Astronomers Discover Up To 280 New Craters On The Moon
Australian astronomers may have discovered 280 new craters on the Moon using new mapping data. The craters were discovered using data collected by satellites orbiting the Moon.
Researchers from Curtin University, in Western Australia, were able to create a high-resolution gravity map of the Moon by using data collected satellites, according to the news release. Researchers measured gravity levels as well as surface features to discover 280 new craters on the Moon of which 66 were able to be identified using topography, measuring elevation and surface features, and gravity data. The study will be published in the Journal of Geophysical Research -- Planets.
Will Featherstone, Christian Hirt and Michael Kuhn came up with the idea to use topography and gravity data to create new maps of the Moon when they created similar maps of Earth, the news release notes. “What we have been able to use is the topography and the gravity together to get a stronger indication that there is something there that needs further investigation,” Featherstone said to the Agence France-Presse.
Using computer models, the researchers were able to remove certain surface features that hid the craters. “Our curiosity-driven work initially focused on the identification of two basins on the lunar far side but was extended during the peer-review process of scientific papers so as to cover the whole Moon,” Featherstone said.

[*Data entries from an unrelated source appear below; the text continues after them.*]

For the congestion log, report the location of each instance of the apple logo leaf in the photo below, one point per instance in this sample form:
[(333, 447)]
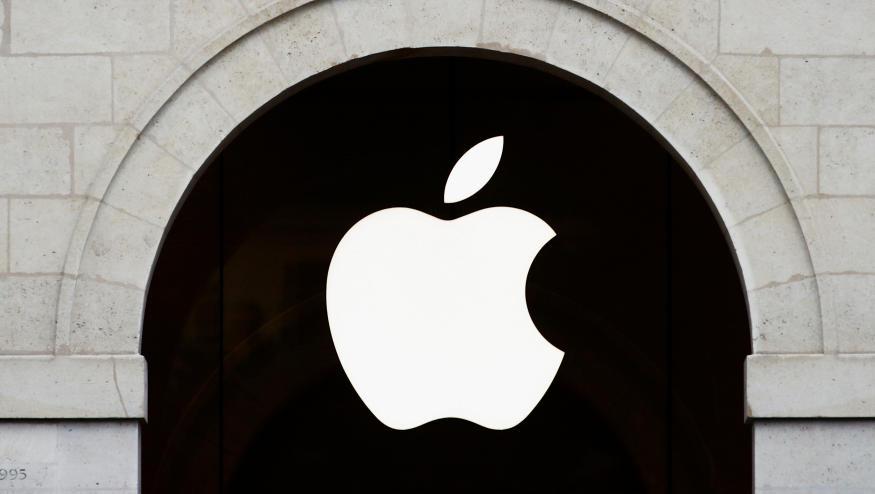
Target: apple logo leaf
[(473, 170)]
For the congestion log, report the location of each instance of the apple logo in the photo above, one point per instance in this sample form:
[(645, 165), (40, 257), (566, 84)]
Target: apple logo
[(429, 317)]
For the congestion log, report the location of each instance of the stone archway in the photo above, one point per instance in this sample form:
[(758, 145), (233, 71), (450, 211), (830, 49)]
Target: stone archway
[(667, 83), (117, 238)]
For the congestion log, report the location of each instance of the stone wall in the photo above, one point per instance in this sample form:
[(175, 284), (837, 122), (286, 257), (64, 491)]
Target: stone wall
[(108, 108)]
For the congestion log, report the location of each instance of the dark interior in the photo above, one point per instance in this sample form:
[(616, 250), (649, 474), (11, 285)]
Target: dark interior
[(638, 288)]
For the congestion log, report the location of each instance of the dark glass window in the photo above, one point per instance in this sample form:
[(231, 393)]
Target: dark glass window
[(638, 288)]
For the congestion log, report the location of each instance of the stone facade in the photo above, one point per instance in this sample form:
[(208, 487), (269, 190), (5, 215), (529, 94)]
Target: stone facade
[(110, 107)]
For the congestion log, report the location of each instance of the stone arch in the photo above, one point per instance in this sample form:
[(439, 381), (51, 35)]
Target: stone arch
[(667, 83)]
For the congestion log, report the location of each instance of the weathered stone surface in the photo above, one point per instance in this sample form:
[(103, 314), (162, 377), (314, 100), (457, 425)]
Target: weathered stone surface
[(369, 26), (27, 315), (771, 248), (699, 126), (40, 231), (73, 387), (696, 23), (134, 78), (844, 234), (756, 77), (445, 23), (4, 235), (91, 145), (799, 144), (88, 26), (306, 41), (34, 160), (149, 184), (585, 43), (847, 161), (112, 326), (72, 456), (741, 182), (519, 27), (120, 248), (244, 78), (55, 89), (647, 78), (809, 27), (833, 386), (196, 22), (786, 318), (814, 457), (191, 125), (848, 308), (827, 91)]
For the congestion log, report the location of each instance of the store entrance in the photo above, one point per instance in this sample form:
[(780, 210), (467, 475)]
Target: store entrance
[(638, 288)]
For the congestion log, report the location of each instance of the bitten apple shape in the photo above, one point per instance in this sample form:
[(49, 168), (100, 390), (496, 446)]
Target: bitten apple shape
[(429, 317)]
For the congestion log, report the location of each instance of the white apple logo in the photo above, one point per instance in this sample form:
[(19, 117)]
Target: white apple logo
[(429, 317)]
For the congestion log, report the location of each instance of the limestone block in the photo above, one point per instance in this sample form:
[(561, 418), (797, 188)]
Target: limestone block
[(88, 26), (134, 78), (786, 318), (695, 23), (4, 235), (647, 78), (848, 309), (55, 89), (810, 27), (741, 182), (369, 26), (799, 145), (844, 234), (111, 451), (771, 249), (149, 183), (519, 26), (788, 386), (121, 248), (196, 22), (39, 233), (2, 24), (112, 325), (847, 161), (244, 77), (700, 126), (756, 77), (191, 125), (90, 146), (306, 41), (94, 386), (27, 314), (72, 456), (814, 457), (445, 23), (585, 42), (827, 91), (34, 160), (256, 5)]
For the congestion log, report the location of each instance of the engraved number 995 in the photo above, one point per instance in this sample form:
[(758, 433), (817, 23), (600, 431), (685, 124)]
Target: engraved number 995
[(13, 474)]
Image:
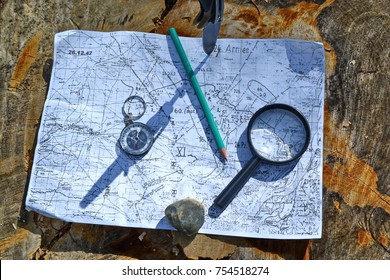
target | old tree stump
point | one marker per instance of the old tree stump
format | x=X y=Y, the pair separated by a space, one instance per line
x=356 y=187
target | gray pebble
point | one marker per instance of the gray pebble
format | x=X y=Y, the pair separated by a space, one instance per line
x=186 y=215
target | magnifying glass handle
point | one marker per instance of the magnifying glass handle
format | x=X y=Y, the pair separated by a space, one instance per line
x=234 y=187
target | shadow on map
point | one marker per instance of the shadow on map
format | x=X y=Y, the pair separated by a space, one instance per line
x=266 y=172
x=123 y=161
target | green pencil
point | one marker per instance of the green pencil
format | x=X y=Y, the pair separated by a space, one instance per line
x=198 y=92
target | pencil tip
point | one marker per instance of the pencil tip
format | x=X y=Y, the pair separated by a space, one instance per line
x=223 y=152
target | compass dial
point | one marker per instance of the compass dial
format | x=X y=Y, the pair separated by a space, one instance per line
x=136 y=138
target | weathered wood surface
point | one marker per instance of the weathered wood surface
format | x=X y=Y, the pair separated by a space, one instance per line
x=356 y=206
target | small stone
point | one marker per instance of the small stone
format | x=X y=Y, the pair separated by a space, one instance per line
x=186 y=215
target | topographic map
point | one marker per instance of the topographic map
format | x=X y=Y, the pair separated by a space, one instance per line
x=80 y=173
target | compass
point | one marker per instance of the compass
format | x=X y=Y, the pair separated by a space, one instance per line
x=136 y=138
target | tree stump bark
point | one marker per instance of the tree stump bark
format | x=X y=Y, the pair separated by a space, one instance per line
x=356 y=186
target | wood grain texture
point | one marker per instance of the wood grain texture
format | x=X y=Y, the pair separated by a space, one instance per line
x=356 y=206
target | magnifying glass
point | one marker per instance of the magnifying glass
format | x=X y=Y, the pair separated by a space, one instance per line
x=277 y=134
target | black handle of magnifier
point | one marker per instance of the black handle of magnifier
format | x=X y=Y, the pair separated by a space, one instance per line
x=234 y=187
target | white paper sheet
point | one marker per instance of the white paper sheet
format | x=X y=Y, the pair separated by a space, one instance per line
x=80 y=174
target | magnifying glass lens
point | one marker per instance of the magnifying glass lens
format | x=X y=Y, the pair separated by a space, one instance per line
x=278 y=135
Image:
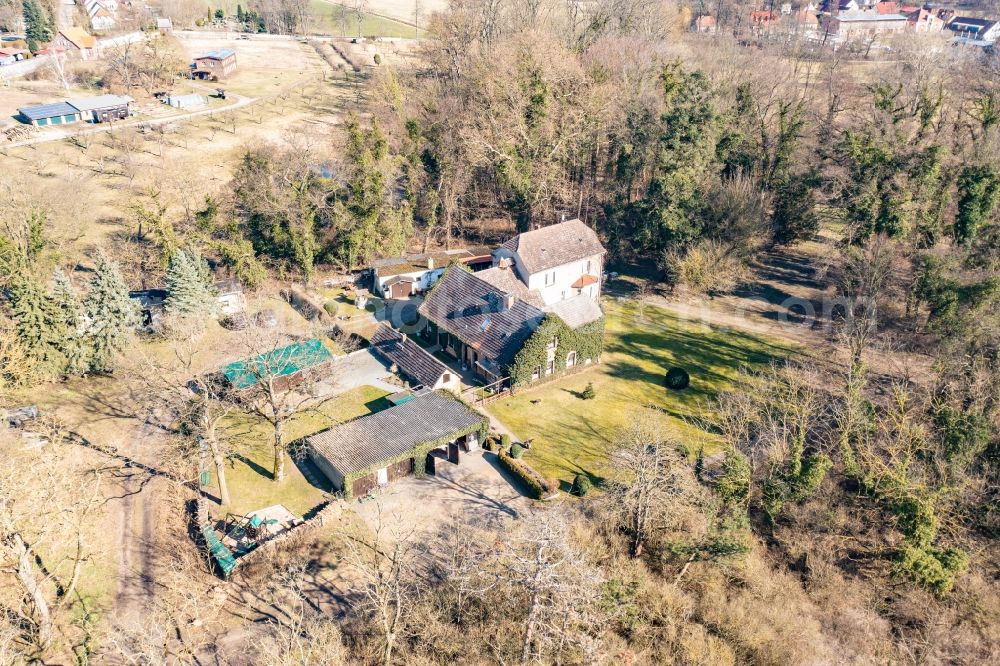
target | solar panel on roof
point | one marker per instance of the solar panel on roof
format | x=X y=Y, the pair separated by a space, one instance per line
x=47 y=111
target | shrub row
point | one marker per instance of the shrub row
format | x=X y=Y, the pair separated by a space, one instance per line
x=540 y=486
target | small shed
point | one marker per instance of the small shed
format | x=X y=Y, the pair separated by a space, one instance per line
x=185 y=101
x=230 y=296
x=42 y=115
x=377 y=449
x=214 y=65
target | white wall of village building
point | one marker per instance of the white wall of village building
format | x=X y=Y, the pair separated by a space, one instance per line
x=554 y=284
x=423 y=279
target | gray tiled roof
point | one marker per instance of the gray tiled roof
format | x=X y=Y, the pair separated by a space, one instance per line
x=473 y=310
x=555 y=245
x=411 y=359
x=577 y=311
x=376 y=438
x=506 y=280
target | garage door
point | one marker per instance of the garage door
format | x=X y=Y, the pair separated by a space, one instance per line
x=401 y=289
x=363 y=485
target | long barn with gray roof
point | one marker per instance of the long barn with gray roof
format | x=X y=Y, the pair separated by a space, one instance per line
x=412 y=437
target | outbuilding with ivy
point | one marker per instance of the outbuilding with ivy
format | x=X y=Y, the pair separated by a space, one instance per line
x=412 y=438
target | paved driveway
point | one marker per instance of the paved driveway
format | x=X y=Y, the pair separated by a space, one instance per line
x=358 y=368
x=477 y=485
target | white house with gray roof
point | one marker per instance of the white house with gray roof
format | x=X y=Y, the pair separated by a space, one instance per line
x=557 y=262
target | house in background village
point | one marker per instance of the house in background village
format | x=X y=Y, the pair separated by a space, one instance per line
x=974 y=29
x=535 y=313
x=214 y=65
x=412 y=274
x=76 y=42
x=102 y=14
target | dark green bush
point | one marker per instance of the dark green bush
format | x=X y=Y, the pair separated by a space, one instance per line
x=678 y=379
x=581 y=485
x=538 y=485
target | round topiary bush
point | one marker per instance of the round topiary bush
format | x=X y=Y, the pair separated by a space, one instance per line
x=678 y=379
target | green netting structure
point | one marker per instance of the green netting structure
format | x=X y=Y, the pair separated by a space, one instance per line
x=218 y=550
x=278 y=363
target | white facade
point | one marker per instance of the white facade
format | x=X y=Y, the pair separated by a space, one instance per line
x=423 y=279
x=556 y=284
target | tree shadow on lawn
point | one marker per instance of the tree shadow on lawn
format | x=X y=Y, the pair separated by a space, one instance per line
x=254 y=465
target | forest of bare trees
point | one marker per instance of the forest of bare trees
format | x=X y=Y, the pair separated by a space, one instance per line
x=852 y=512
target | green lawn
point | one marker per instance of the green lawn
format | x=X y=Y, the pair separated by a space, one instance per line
x=572 y=435
x=249 y=472
x=341 y=21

Collecting the majority of data proved to not be a problem for the researchers, but once the satellites made their way to the dark side of the Moon, the side permanently facing away from Earth, it was out of their hands as the satellites could not be controlled or tracked from Earth. The researchers plan on using this data and combining it with data gathered by NASA’s Gravity Recovery and Interior Laboratory, or Grail, mission and its two now-defunct satellites, Ebb and Flow, which were crashed into the Moon on purpose. Ebb and Flow did not have enough fuel to continue orbiting the Moon.